Who would sit down and sigh for a lost age of gold,
While the Lord of all ages is here?
True hearts will leap up at the trumpet of God,
And those who can suffer, can dare.
Each old age of gold was an iron age too,
And the meekest of saints may find stern work to do,
In the Day of the Lord at hand.

On the Torridge, Devonshire,
September 10, 1849.

A CHRISTMAS CAROL

It chanced upon the merry merry Christmas eve,
I went sighing past the church across the moorland dreary--
'Oh! never sin and want and woe this earth will leave,
And the bells but mock the wailing round, they sing so cheery.
How long, O Lord! how long before Thou come again?
Still in cellar, and in garret, and on moorland dreary
The orphans moan, and widows weep, and poor men toil in vain,
Till earth is sick of hope deferred, though Christmas bells be cheery.'

Then arose a joyous clamour from the wild-fowl on the mere,
Beneath the stars, across the snow, like clear bells ringing,
And a voice within cried--'Listen!--Christmas carols even here!
Though thou be dumb, yet o'er their work the stars and snows are singing.
Blind! I live, I love, I reign; and all the nations through
With the thunder of my judgments even now are ringing.
Do thou fulfil thy work but as yon wild-fowl do,
Thou wilt heed no less the wailing, yet hear through it angels singing.'

Eversley, 1849.

THE OUBIT {260}

It was an hairy oubit, sae proud he crept alang,
A feckless hairy oubit, and merrily he sang--
'My Minnie bad me bide at hame until I won my wings;
I show her soon my soul's aboon the warks o' creeping things.'

This feckless hairy oubit cam' hirpling by the linn,
A swirl o' wind cam' doun the glen, and blew that oubit in:
Oh when he took the water, the saumon fry they rose,
And tigg'd him a' to pieces sma', by head and tail and toes.

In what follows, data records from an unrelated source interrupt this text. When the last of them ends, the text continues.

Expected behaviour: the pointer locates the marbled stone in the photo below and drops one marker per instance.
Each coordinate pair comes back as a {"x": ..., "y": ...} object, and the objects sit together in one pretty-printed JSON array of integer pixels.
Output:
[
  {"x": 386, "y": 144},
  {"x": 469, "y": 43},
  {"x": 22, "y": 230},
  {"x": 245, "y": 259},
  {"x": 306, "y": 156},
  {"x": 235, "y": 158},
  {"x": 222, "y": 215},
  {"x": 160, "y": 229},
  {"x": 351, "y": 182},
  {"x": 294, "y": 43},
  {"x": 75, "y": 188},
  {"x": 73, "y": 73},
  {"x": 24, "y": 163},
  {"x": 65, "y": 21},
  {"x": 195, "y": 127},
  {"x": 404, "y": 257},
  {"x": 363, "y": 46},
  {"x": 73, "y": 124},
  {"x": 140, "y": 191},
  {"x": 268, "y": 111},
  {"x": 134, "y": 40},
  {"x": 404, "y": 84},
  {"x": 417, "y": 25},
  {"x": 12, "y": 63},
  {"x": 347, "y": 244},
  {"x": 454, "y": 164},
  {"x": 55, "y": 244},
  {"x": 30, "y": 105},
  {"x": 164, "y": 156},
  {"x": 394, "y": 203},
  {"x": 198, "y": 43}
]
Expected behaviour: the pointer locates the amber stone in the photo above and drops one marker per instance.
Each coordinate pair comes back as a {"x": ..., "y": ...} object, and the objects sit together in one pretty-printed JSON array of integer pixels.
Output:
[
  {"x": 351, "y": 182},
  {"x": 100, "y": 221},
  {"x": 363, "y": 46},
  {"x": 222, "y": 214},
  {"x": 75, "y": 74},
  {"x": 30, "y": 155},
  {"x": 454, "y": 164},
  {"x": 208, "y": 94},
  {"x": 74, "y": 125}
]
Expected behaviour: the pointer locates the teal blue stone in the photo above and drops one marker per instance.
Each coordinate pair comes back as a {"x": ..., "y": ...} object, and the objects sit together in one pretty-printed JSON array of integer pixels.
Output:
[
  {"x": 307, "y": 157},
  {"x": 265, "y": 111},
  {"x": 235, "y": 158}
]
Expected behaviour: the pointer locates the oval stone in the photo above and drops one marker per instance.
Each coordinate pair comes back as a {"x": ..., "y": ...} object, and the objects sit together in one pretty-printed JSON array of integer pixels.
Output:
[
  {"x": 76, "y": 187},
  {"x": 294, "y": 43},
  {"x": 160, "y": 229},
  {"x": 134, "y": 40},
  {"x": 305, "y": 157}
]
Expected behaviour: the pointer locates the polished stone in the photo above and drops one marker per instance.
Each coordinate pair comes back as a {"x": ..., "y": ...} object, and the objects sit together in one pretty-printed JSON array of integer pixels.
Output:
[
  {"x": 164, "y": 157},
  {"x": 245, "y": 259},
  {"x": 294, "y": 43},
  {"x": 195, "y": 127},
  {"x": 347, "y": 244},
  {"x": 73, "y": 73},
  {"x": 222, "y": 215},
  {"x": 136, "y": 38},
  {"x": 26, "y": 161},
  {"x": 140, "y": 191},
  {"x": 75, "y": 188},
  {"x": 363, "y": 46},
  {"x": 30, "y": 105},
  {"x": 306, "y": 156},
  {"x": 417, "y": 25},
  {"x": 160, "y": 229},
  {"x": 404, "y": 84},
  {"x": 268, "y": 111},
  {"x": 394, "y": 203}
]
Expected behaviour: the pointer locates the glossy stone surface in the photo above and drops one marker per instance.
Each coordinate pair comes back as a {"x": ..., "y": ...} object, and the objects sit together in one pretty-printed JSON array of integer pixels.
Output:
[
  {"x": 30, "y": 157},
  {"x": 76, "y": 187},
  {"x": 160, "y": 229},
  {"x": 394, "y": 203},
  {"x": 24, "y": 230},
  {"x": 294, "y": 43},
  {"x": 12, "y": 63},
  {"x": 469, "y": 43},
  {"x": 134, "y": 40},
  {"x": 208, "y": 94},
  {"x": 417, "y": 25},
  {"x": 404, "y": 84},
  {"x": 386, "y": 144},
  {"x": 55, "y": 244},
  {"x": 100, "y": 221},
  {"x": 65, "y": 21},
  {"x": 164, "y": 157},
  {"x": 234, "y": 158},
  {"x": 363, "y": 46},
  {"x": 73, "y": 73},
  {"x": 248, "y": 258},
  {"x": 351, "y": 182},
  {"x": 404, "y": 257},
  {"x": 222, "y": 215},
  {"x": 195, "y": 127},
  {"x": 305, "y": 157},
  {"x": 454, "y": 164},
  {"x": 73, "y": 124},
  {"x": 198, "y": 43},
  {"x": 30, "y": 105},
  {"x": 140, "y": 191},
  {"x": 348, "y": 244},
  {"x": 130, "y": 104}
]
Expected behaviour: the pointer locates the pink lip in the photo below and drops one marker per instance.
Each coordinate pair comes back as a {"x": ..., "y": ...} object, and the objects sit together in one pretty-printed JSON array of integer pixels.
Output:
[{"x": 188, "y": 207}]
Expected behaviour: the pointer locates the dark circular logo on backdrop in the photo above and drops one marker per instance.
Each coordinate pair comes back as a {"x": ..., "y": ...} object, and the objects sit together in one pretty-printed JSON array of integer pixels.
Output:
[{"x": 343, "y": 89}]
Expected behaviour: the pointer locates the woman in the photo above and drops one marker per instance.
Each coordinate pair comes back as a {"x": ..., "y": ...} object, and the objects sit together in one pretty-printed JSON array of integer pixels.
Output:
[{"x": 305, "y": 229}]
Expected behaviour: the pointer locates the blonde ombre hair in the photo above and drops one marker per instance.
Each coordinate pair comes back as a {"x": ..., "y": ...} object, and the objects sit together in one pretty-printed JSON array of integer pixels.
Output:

Tak' warning then, young poets a', by this poor oubit's shame;
Though Pegasus may nicher loud, keep Pegasus at hame.
Oh haud your hands frae inkhorns, though a' the Muses woo;
For critics lie, like saumon fry, to mak' their meals o' you.

Eversley, 1851.

THE THREE FISHERS

Three fishers went sailing away to the West,
Away to the West as the sun went down;
Each thought on the woman who loved him the best,
And the children stood watching them out of the town;
For men must work, and women must weep,
And there's little to earn, and many to keep,
Though the harbour bar be moaning.

Three wives sat up in the lighthouse tower,
And they trimmed the lamps as the sun went down;
They looked at the squall, and they looked at the shower,
And the night-rack came rolling up ragged and brown.